Monday, June 15, 2009

The Very Best

...are Radioclit and Esau Mwamwaya. And obviously watched a lot of Lion King growing up.

"Dinosaur On The Ark" is one I'll occasionally skip over when I'm driving and listening to my music, simply because it's a bit of a build-up, and I listen to a lot of my music based on the mood I'm in at the time. This one came on at the perfect moment: I hit a long, flat stretch of highway, the sun was just beginning to go down in the sky (nothing quite as dramatic as the album cover above, but nice nonetheless) and there were virtually no cars compared to my usual rush-hour commute.

It's always different hearing music in my car that I'm so used to coming out from my laptop. There's tradeoffs to each of course; the car has better bass and brings out a lot of elements you wouldn't otherwise notice, but obviously there's the windnoise and sub-par acoustics. My laptop on the other hand I got with an upgraded speaker system, and it picks up a lot better on little hints of treble that would otherwise be lost in the wind-shuffle of my car. Either way, I gained a new appreciation for this Very Best song on my drive home today.
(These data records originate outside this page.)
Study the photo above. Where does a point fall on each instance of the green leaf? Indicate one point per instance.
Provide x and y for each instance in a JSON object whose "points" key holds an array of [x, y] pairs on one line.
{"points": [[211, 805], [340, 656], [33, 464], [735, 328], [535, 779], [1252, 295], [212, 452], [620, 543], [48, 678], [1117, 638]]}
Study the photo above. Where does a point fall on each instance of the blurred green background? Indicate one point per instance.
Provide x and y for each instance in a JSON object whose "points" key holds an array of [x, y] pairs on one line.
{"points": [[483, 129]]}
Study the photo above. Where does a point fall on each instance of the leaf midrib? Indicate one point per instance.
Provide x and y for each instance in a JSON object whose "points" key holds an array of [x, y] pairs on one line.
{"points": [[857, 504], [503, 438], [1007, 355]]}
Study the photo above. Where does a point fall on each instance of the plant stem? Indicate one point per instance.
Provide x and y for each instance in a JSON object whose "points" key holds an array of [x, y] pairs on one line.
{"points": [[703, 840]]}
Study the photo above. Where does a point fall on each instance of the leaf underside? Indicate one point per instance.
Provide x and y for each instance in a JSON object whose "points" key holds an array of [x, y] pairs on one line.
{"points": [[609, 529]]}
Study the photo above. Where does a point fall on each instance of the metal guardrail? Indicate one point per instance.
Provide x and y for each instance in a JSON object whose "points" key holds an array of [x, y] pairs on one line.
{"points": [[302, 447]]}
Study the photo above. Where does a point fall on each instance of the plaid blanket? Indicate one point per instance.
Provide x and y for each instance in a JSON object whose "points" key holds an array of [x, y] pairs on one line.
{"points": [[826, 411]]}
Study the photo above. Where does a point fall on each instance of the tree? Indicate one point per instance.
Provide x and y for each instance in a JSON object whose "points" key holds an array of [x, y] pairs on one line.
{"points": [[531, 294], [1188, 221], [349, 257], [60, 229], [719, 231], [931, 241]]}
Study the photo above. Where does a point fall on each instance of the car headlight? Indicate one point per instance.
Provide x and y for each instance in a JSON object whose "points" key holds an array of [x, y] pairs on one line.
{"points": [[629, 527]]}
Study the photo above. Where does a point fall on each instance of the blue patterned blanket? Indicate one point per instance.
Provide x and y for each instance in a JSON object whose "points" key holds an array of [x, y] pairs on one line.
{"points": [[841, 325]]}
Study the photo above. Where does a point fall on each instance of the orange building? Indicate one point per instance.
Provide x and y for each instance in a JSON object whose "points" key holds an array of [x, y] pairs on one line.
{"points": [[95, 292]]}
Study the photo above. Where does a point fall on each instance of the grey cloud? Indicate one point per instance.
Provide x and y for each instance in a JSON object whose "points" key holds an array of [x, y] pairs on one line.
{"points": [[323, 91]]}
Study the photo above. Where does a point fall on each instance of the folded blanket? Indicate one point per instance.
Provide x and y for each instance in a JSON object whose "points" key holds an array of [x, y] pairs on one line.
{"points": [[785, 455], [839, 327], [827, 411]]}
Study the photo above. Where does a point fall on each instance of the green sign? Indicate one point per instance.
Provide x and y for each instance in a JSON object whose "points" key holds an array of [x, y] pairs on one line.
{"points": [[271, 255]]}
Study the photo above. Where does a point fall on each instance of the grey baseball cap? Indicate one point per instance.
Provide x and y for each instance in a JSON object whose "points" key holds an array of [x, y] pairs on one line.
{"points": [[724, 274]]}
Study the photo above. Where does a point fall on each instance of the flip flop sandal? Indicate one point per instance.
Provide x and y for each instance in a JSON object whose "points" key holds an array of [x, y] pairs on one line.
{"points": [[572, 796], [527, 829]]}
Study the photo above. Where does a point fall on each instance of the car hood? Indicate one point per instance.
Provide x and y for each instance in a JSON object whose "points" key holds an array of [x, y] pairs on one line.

There's the slow, rippling-water-and-jungle-rainforest start to this song, that literally sent a shiver through my body when I heard it today. The echo-y tone to Radioclit's voice provides the perfect intro, as he talks about the wasteland of a post-WWIII (don't lose me here) world, then narrows it down to the microcosm of himself and his lover, hoping "our love ain't a dinosaur, floating on, on the Ark." That line really hit me for the first time today, and I had the adequate time to mull it over, seeing as the majority of the song is dominated by Esau Mwamwaya's singing in Malawi's national language of Chichewa; I have no idea what any of it means outside of "Africaaaa," but damn if it's not uplifting.

That's what this whole song is really: a hymn of victory, swashed in swirling (but not necessarily dreamy) bass lines, chord plucking and tribal drumming, rife with Afro-Pop stylings and Western Pop sensibilities. The war and post-apocolyptic visions mentioned at the start are quickly forgotten by the end of this one, and replaced with a newfound sense of hope. Hate to get all deep like that, but that's really what this song means to me. Even if it all dawned on me on a simple drive home.